Mismanaged African poultry imports cause health hazzard

12-03-2007 | | |
Mismanaged African poultry imports cause health hazzard

Africa has become the main destination for left over poultry parts from Brazil, the European Union and the United States.

Though poultry exports from Europe, for example, are produced to the same standards as those consumed and marketed within Europe, once the products reach the ports in importing countries, there’s no longer a way to manage that the frozen products will reach consumers in the same condition.
In several West African countries, like Ghana, electricity isn’t constantly provided. This creates a major health risk as imported poultry partially or completely defrosts, allowing bacteria such as salmonella to flourish.
Once imported poultry leaves the port, its next destination is usually middlemen who sell the meat to shopkeepers or stallholders in local markets; these traders also have difficulties keeping the poultry frozen.

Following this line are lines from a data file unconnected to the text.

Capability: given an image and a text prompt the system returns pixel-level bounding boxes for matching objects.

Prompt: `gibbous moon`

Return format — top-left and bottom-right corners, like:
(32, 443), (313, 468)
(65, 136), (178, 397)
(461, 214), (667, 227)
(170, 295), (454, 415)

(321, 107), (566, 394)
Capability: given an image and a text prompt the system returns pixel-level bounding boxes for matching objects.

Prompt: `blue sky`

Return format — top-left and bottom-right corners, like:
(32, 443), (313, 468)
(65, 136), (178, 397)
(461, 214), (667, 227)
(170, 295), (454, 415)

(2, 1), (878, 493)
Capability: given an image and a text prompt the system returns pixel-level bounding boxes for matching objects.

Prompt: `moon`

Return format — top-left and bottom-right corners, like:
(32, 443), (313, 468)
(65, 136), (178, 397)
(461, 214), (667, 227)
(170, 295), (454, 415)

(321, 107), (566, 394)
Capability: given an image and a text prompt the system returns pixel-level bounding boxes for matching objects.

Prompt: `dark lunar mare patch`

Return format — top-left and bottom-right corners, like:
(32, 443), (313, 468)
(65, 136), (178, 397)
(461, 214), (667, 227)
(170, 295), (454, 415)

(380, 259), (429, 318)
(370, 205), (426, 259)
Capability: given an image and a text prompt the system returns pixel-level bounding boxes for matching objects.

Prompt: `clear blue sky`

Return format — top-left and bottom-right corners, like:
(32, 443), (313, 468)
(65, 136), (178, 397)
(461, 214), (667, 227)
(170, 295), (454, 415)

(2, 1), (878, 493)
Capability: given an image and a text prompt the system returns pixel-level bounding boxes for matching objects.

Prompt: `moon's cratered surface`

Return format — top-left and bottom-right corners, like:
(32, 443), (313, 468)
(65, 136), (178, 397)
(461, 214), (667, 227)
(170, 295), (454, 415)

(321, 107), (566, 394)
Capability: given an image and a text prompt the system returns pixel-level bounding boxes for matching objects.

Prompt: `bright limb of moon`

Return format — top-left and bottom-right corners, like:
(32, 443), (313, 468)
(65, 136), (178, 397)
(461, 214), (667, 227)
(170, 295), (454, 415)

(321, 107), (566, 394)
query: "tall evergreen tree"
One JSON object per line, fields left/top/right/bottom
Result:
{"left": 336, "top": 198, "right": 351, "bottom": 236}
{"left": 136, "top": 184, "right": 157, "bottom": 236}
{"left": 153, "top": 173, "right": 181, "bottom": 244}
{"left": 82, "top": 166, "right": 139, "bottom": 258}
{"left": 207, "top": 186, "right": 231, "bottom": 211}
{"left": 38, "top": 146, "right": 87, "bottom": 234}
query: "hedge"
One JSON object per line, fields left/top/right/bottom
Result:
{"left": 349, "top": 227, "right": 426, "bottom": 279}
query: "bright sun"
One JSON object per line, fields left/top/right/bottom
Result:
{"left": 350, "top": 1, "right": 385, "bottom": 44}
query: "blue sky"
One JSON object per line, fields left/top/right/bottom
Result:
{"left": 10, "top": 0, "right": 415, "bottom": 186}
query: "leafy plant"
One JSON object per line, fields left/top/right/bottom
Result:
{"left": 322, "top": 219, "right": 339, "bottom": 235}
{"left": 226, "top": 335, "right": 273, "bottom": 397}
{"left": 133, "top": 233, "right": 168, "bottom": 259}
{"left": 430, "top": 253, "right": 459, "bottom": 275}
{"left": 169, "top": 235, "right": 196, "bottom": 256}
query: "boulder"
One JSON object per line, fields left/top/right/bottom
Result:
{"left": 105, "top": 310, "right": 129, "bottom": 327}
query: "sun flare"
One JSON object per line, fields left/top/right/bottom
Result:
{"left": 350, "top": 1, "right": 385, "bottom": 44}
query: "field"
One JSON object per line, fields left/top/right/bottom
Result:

Supermarkets like those seen in wealthier countries are rare in many parts of Africa, even in capital cities. Chicken sold in local markets is often sold in the open sun, which is not only unhygienic, but the chicken often defrosts in the sun before it is sold. The unsold chicken is put back in freezers overnight, set out in the sun again the next day to be sold, then reverts to the freezers. This process can go on for months.
The EU has pledged to help developing countries in Africa, the Caribbean and the Pacific (referred to as the ACP) develop their domestic infrastructure so they can better participate in world trade, under the auspices of Economic Partnership Agreements.
These accords must be in place by the end of 2007 to bring ACP-EU trade into compliance with the World Trade Organisation‘s regulations, and would see ACP markets being opened to European goods.